Le rassemblement de l’extrême-droite européenne à Milan plombé par le scandale autrichien

Douze partis d’extrême droite eurosceptiques ont répondu, samedi 18 mai à Milan, à l’invitation du ministre italien de l’Intérieur, Matteo Salvini (EUROPE 12230/22). Mais, avant même d’avoir commencé, le rassemblement a été entaché par le scandale frappant son allié autrichien, le FPÖ. 

Bien loin des 100 000 personnes attendues par Matteo Salvini, ils étaient entre 30 et 40 000 partisans sur la place du Duomo, rapportent plusieurs médias italiens. 

Aux côtés du chef de la Lega et de la présidente du Rassemblement National (RN) français, Marine Le Pen, étaient aussi présents Geert Wilders pour le Parti pour la liberté (PVV) néerlandais, Veselin Mareshki pour le parti bulgare Volya, Tomio Okamura pour le SPD tchèque et Boris Kollar pour le Sme Rodina slovaque. 

L'AfD allemande était représentée par l'eurodéputé Jörg Meuthen, le FPÖ autrichien par Georg Mayer, le Vlaams Belang flamand par l'eurodéputé Gerolf Annemans, aussi président du Mouvement pour une Europe des Nations et Libertés (MENL).

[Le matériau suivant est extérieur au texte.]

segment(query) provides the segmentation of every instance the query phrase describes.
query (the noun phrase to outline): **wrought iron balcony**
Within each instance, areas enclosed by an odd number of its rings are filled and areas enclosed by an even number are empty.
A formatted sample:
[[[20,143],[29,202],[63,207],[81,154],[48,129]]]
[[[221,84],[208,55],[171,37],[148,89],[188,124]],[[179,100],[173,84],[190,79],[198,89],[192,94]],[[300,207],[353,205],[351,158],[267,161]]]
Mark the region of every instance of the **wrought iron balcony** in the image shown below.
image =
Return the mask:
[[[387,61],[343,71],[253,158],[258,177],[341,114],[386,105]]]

Le Parti populaire danois était, quant à lui, représenté par l'eurodéputé Anders Vistisen, le parti estonien Ekre par son vice-président Jaak Madison et les Vrais Finlandais par sa vice-présidente Laura Huhtasaari. 

Ont en revanche brillé par leur absence le Premier ministre hongrois, Viktor Orbán, qui a pourtant annoncé sa volonté d’une coopération avec M. Salvini sur la ligne migratoire (EUROPE 12246/26), mais qui refuse toute alliance avec Mme Le Pen, ainsi que le Parti Droit et Justice (PiS) polonais. 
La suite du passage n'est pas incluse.